The ceremony, a virtual commencement held online, was held May 6. Barnett became Capt. Don Barnett, one of the newest veterinarians stationed at Fort Hood.

“I get to serve my country in a meaningful way that I have trained for,” Barnett said.

Barnett said his older sister Coleen, a 15-year veteran of the Air Force and an ROTC graduate of Texas State University, conducted his officer’s oath when he first decided to enter the military.

“I’ve always looked up to her, and she played a huge role in my decision to enter the Army,” Barnett said. “I thought it would be fitting if she gave me the promotion to captain from second lieutenant. She’s been in the Air Force for 15 years and now works for the Joint Staff.”

Barnett received a commission as a second lieutenant during his first year as a veterinary student. Upon graduation, he was “recommissioned” to a higher rank of captain.

Barnett said his wife Chelsea, an elementary school teacher, and their young daughter Rylee will soon get ready for military life. Once his Army career is over, he said he may move back to Goliad and become a rural veterinarian.

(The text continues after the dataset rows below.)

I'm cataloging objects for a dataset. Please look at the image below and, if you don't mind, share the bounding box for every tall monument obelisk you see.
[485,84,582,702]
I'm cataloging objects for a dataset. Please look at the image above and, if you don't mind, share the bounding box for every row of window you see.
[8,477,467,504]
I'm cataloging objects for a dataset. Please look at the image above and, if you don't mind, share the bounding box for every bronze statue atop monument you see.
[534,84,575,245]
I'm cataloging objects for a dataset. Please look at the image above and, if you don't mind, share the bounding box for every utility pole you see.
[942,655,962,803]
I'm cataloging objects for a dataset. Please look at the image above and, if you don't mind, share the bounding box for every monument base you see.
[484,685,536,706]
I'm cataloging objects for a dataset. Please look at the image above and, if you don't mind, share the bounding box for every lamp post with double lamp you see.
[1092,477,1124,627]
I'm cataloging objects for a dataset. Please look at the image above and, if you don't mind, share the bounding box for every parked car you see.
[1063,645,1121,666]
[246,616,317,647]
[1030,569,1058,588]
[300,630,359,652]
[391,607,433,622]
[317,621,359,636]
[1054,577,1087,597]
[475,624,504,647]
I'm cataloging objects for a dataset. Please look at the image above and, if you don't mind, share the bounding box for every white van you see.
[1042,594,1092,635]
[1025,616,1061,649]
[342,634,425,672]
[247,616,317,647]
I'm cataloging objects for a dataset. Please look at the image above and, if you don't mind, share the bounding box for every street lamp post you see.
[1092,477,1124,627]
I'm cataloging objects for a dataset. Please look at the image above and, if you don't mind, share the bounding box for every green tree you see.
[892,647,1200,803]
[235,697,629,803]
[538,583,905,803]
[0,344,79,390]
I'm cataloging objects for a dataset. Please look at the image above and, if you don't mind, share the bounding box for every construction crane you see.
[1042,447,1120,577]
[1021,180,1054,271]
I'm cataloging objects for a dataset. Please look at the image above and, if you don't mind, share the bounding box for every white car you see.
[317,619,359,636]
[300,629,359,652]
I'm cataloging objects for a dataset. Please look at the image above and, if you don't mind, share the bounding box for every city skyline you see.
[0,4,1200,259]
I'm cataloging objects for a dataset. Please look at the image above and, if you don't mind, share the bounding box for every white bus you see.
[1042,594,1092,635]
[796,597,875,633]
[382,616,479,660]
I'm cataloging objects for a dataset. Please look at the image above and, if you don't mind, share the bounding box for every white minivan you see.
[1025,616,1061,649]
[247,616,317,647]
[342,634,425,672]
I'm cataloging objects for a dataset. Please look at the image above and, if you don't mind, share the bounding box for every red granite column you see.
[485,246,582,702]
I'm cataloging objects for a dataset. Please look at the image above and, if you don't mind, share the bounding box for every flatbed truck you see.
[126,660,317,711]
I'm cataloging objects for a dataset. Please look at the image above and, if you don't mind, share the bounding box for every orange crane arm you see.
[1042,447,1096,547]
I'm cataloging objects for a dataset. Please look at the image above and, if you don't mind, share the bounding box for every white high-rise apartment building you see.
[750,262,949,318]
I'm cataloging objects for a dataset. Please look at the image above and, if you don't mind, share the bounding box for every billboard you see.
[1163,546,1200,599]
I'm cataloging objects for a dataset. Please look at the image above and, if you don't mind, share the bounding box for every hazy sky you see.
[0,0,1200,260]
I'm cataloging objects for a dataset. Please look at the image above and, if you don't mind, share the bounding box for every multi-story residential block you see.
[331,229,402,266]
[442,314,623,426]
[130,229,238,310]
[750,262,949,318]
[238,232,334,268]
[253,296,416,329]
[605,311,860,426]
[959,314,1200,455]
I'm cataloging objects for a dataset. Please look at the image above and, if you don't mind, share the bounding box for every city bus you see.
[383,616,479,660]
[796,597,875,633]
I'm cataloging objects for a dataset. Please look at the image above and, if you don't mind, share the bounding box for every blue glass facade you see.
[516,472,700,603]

At Fort Hood, Barnett will treat the base’s 1st Cavalry Division Horse Cavalry Detachment, a 40-soldier unit with 40 horses and eight mules. It is one of seven horse-mounted units in the Army, and it performs at various functions such as the Rose Bowl Parade, U.S. presidential inaugurations, professional rodeos and other events. The unit also has its own mascot, a dog named Sergeant Buddy.